Kim Kardashian for President

Question:  What’s the difference between a Federal Jobs Creation Program and Kim Kardashian’s wedding?

Answer:  Kim Kardashian’s wedding creates jobs.

I have no idea who Kim Kardashian is.  I say this advisedly.  It might sound like a boast.  After all, I could’ve googled her before I started writing, but I didn’t, so maybe I’m proud of my ignorance.  Be that as it may, the simple fact is I’m completely clueless as to why Kim Kardashian is a celebrity.

Thus when I asked my wife why helicopters were buzzing round and round above my house this past Saturday, I was not terribly enlightened at being told that Kim Kardashian was getting married somewhere in the neighborhood.  And later, at a dinner party that night when someone remarked on the constant and irritating presence of the choppers, I sounded more knowing than I was when I said, “Must be Kim Kardashian’s wedding.”

It was at this point someone at the party said scornfully, “That wedding cost ten million dollars!  That’s obscene in these hard times with so many people suffering!”

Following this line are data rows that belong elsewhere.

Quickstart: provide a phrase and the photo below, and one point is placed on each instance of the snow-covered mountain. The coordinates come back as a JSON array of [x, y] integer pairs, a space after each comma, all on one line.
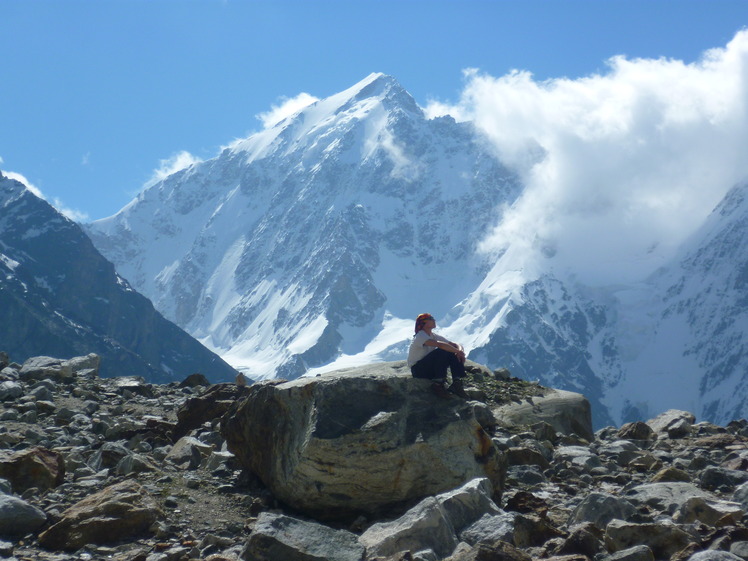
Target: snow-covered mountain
[[310, 239], [692, 349], [314, 243], [61, 297]]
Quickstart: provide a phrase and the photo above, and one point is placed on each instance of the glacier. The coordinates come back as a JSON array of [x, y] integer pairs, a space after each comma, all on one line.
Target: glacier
[[312, 244]]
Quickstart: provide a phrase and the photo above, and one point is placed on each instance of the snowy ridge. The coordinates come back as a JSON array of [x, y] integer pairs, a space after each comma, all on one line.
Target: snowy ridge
[[313, 244], [300, 244]]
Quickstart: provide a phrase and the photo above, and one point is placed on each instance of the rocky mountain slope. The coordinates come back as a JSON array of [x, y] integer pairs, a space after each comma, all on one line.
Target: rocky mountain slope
[[60, 297], [121, 469], [299, 243], [312, 245]]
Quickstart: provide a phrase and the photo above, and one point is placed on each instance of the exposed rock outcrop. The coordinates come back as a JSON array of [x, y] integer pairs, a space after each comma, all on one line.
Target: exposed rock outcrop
[[669, 489], [361, 441]]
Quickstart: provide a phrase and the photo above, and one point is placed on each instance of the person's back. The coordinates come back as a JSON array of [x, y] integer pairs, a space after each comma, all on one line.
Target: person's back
[[430, 355]]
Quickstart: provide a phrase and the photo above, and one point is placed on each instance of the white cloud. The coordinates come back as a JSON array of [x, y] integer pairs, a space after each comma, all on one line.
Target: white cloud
[[177, 162], [620, 167], [286, 108], [72, 214]]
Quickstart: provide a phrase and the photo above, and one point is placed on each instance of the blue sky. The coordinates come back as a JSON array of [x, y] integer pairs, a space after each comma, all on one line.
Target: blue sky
[[96, 93]]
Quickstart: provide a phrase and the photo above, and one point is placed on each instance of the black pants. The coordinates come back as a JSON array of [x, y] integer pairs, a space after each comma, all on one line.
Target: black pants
[[434, 366]]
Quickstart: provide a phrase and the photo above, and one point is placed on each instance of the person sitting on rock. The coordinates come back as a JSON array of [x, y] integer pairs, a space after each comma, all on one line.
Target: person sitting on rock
[[430, 355]]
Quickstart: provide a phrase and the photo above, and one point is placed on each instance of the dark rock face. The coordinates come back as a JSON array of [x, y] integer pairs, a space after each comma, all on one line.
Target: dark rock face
[[60, 297], [118, 512], [131, 490]]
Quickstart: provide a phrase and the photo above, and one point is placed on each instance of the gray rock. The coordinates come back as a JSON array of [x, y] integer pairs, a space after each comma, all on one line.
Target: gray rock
[[89, 363], [134, 463], [44, 367], [740, 549], [10, 390], [665, 496], [579, 456], [276, 537], [664, 539], [425, 526], [388, 437], [120, 511], [18, 518], [41, 393], [709, 512], [490, 527], [714, 477], [187, 453], [714, 556], [636, 553], [525, 475], [567, 412], [601, 508], [672, 421], [741, 496]]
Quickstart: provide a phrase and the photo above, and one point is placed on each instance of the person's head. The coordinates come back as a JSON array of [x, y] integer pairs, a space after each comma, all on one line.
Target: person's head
[[422, 319]]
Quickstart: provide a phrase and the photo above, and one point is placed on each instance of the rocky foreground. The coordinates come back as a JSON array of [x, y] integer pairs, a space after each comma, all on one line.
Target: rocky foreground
[[94, 468]]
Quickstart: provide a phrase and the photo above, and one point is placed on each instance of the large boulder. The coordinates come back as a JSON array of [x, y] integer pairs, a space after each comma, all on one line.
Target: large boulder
[[33, 468], [567, 412], [361, 440]]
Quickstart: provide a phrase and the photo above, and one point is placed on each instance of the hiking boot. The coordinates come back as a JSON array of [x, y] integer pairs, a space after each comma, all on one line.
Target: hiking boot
[[458, 389], [439, 389]]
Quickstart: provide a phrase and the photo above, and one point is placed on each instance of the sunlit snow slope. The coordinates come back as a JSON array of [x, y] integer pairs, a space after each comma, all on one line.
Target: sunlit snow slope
[[313, 244], [317, 239]]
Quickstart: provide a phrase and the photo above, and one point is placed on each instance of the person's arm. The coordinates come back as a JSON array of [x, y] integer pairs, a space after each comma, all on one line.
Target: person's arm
[[449, 346]]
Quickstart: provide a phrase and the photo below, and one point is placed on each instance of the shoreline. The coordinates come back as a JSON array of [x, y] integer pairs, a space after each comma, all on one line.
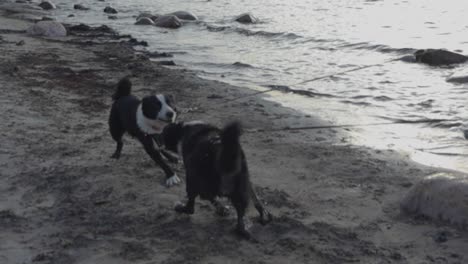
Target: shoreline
[[64, 200]]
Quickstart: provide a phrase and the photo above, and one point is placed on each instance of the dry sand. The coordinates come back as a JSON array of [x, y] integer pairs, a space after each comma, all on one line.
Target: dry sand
[[63, 200]]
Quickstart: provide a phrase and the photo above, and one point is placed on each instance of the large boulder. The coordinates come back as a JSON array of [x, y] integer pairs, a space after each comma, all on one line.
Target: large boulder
[[246, 18], [80, 7], [184, 15], [110, 10], [47, 29], [144, 21], [23, 8], [168, 22], [47, 5], [438, 57], [440, 197]]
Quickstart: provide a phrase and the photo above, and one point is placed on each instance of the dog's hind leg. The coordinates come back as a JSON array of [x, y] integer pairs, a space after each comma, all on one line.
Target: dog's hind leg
[[117, 132], [265, 216], [221, 209], [189, 207], [240, 228]]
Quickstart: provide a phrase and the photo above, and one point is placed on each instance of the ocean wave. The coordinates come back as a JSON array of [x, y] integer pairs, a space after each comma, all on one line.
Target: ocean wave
[[249, 32], [377, 47], [287, 89]]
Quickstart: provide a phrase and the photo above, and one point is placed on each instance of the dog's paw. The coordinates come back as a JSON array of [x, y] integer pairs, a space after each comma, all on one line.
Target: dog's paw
[[173, 180], [222, 210], [244, 234], [181, 208]]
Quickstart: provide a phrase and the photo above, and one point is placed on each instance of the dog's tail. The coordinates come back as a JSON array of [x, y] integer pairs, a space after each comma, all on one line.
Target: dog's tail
[[124, 88], [231, 156]]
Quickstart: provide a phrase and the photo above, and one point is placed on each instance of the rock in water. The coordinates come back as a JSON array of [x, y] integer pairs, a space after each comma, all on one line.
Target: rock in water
[[25, 16], [110, 10], [144, 21], [438, 57], [47, 29], [168, 22], [442, 197], [246, 19], [148, 15], [459, 77], [184, 15], [80, 7], [47, 5]]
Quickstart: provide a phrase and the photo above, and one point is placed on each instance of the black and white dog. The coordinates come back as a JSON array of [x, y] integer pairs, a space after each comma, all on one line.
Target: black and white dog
[[143, 120], [215, 166]]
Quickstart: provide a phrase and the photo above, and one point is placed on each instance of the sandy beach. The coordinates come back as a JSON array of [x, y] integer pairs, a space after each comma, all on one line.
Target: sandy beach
[[63, 200]]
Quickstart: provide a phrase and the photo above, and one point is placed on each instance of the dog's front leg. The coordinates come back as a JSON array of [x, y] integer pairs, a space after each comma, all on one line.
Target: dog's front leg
[[169, 156], [240, 228], [265, 216], [171, 177]]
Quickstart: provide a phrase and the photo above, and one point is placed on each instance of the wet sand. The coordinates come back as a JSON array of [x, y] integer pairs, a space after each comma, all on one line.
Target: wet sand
[[63, 200]]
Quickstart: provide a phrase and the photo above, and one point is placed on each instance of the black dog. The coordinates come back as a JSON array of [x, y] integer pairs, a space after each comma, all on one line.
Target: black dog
[[143, 120], [215, 166]]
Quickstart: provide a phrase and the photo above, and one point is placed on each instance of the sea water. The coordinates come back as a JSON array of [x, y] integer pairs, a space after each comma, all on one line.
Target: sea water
[[300, 40]]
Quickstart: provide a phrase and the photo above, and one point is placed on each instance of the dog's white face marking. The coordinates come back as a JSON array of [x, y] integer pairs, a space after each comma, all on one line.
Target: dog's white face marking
[[165, 108], [173, 180], [149, 126], [179, 148]]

Is it obscene?  Really?  Unless Kim Kardashian is famous for robbing banks, I don’t see why.  Assuming she made her money honestly, then every dollar she has was given to her freely by a public who thought she was worth it.  She, in turn, freely decided it would be worth it to her to spend that freely given money on her wedding.  And because there was no force in operation other than free human desire -- the public’s desire to see Kim Kardashian do whatever it is she does for a living and Kim Kardashian’s desire to get married in high style -- every single dime spent on that wedding helped create a job -- if by a job, we mean a task someone does because someone else wants or needs it done.

Consider it.  No money was taken at gunpoint during the making of this wedding.  No power was exerted over others.  No jumped-up prince of a middle man decided what should or shouldn’t be eaten or drunk or spent or by whom.  No useless government department was formed, taking capital out of the economy.  No time was wasted by officious bureaucrats who don’t have any reason to do their job efficiently or well.  Not at all.  Kim, God bless her, wanted -- I don’t know what -- flowers, let’s say, by the thousands, and so Flora the Florist set to work providing them in return for her daily bread.  Kim wanted a cake the size of the Ritz, or whatever, and Charlie the Chef got to work on that.  Even the annoying helicopters were freely paid for by someone who, I guess, wanted aerial photos of the nuptials.  And the photographers earned their keep because people who want to see the pics will freely buy whatever magazine they’re in.

In truth, the economy was more stimulated in my little neighborhood this weekend than it has been anywhere in the country during the entire Obama administration.